L’auteur souligne la difficulté d’un père à accepter l’évidence, l’orientation sexuelle de son fils. Ces relations conflictuelles avec ses parents, (refus de le laisser suivre la troupe en tournée, menaces), Hervé Guibert en témoigne dans « Mes Parents » ainsi que de ses premières amours. L’invitation de Mme Guibert n’est-elle pas un piège ?

Si les scènes charnelles recèlent la tendresse, si la complicité du narrateur avec sa grand-mère, capable de pardonner sa fuite, a quelque chose d’attendrissant, la séquence des chatons à éliminer est d’une violence confondante. « Quelle cruauté ! ».

Les deux protagonistes se perdent de vue, s’écrivent (leur correspondance reste nimbée de mystère, les lettres d’Hervé détruites), renouent. Le réveillon organisé sur l’île de Ré, par Marie-Claire, leur professeur de théâtre, est porteur de promesses. Ne vont-ils pas célébrer leurs anniversaires et vivre une nuit d’étreintes ? Mais leur libido est-elle synchronisée ? S’aiment-ils vraiment ? Il y aura cette photo, capture de leurs souvenirs, un sésame pour Philippe, traces de leur bonheur éphémère. Pourquoi refuse-t-il de donner un double à Hervé ? Une autre photo sera cause d’un différend retentissant. Quel secret est venu faire barrage à leur histoire si extraordinaire ?

Philippe succombe à d’autres garçons, Najib au Maroc (une trahison pour Hervé), le fils du quincailler l’hypnotise. Leurs routes divergent jusqu’à leur ultime rencontre à Paris où tous deux sont revenus, des années plus tard. Vont-ils réussir à solder leur passé, oublier « le fiasco de l’île de Ré » ?
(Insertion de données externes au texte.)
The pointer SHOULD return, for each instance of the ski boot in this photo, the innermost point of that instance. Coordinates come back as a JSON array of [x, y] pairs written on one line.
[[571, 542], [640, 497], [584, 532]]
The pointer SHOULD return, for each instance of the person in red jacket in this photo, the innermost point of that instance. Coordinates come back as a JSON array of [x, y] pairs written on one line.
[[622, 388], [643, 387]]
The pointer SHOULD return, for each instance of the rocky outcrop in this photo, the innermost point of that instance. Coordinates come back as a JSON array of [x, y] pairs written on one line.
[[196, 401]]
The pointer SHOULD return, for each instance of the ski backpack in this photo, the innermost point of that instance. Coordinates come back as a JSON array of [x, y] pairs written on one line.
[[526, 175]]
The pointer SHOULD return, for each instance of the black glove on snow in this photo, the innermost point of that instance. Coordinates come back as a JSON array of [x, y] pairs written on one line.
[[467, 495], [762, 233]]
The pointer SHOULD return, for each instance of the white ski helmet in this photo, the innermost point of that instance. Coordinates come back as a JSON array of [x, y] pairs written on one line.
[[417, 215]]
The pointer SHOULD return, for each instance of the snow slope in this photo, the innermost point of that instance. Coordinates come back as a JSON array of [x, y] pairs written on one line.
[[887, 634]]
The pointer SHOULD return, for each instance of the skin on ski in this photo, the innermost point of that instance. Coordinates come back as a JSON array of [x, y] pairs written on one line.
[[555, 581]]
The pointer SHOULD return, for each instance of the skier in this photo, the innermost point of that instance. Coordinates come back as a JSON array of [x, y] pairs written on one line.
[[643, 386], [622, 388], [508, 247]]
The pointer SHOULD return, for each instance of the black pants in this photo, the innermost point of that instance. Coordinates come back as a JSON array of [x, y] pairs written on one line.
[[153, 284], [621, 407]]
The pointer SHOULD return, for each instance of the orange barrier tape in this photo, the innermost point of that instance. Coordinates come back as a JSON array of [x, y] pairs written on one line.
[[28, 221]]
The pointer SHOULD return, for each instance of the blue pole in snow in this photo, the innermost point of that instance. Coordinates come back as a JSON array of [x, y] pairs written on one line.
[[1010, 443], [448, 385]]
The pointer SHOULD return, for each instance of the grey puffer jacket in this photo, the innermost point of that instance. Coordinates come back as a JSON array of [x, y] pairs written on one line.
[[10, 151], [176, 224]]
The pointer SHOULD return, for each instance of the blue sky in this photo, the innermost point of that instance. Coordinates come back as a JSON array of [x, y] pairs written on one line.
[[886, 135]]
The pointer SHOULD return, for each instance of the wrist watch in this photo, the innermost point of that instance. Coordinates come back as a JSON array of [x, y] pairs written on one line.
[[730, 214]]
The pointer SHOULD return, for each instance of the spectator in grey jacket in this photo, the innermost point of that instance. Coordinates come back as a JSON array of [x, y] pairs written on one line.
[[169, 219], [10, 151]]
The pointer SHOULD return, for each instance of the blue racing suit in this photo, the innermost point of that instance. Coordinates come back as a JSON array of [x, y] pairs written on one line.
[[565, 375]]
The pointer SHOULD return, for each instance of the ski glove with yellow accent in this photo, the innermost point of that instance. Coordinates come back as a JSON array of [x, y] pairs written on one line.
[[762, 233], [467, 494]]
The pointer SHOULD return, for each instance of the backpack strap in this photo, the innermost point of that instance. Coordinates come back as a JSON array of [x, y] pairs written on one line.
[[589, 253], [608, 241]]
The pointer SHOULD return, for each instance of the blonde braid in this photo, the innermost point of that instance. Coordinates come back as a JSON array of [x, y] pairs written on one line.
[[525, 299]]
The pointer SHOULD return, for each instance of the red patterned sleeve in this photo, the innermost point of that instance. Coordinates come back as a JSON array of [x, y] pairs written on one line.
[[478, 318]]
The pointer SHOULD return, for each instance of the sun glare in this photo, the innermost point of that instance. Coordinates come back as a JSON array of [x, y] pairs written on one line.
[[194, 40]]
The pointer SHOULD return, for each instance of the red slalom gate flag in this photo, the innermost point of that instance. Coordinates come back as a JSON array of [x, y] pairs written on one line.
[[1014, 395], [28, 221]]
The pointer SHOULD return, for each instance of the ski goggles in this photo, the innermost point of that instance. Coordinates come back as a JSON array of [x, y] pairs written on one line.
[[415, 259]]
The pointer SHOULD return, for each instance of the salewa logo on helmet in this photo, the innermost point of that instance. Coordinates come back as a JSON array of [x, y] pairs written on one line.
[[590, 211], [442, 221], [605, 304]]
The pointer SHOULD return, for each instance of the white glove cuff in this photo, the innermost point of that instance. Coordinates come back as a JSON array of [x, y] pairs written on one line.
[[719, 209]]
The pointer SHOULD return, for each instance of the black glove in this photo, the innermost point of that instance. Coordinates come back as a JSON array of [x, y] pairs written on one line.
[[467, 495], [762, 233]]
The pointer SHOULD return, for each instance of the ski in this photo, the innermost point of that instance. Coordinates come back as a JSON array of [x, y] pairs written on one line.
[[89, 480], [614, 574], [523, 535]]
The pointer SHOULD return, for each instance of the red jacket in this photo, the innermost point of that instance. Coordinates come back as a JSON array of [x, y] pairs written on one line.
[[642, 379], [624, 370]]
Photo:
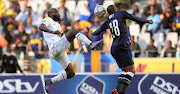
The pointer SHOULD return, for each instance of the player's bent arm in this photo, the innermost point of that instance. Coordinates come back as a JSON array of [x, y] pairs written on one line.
[[97, 32], [43, 27], [134, 18], [102, 28]]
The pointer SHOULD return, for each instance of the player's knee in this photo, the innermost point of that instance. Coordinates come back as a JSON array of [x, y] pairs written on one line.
[[71, 74]]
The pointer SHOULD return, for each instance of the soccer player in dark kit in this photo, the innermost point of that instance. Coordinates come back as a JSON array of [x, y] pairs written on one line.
[[120, 49]]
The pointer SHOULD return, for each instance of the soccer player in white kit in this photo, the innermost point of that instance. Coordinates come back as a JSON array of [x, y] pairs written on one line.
[[58, 43]]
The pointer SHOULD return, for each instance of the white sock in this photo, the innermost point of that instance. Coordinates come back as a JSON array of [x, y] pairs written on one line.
[[61, 77], [83, 38]]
Des phrases prennent une résonance particulière quand on connaît le destin d’Hervé Guibert. Quant à celle qui clôt ce récit, à la veine autobiographique, elle sonne le glas de leur liaison impossible : « J’avais tranché le fil d’un amour qui n’existait plus ».

Ce récit nous ramène à l’époque de la Caravelle, d’Hassan II, nous plonge dans l’exotisme avec la tournée au Maroc. L’auteur rappelle que Tanger « est un refuge pour écrivains ».

Dans ce roman, Philippe Mezescaze explore la découverte de l’amour à l’âge de l’innocence, une relation fusionnelle, intense, transgressive de deux garçons. Pour le narrateur, Hervé n’est autre que « son amour siamois », « son alter ego ».

L’auteur fore profond à l’intérieur des souffrances : difficultés de « s’émanciper de l’enfance », d’un amour toxique. Il montre le côté néfaste des parents qui couvent trop leur enfant, suscitant chez lui le besoin impérieux de s’en affranchir. En mettant en scène cette passion vouée à la  déréliction, l’auteur incite indirectement à relire Hervé Guibert, qui lui aussi fait référence à cette liaison dans Mes parents.

Deux garçons fait la part belle au théâtre (Tennesse Williams, Jean Genet, Albert Camus, Montherlant, Pasolini) dont les vertus cathartiques permettent aux comédiens en herbe de s’épanouir et de se réaliser, de s’émanciper.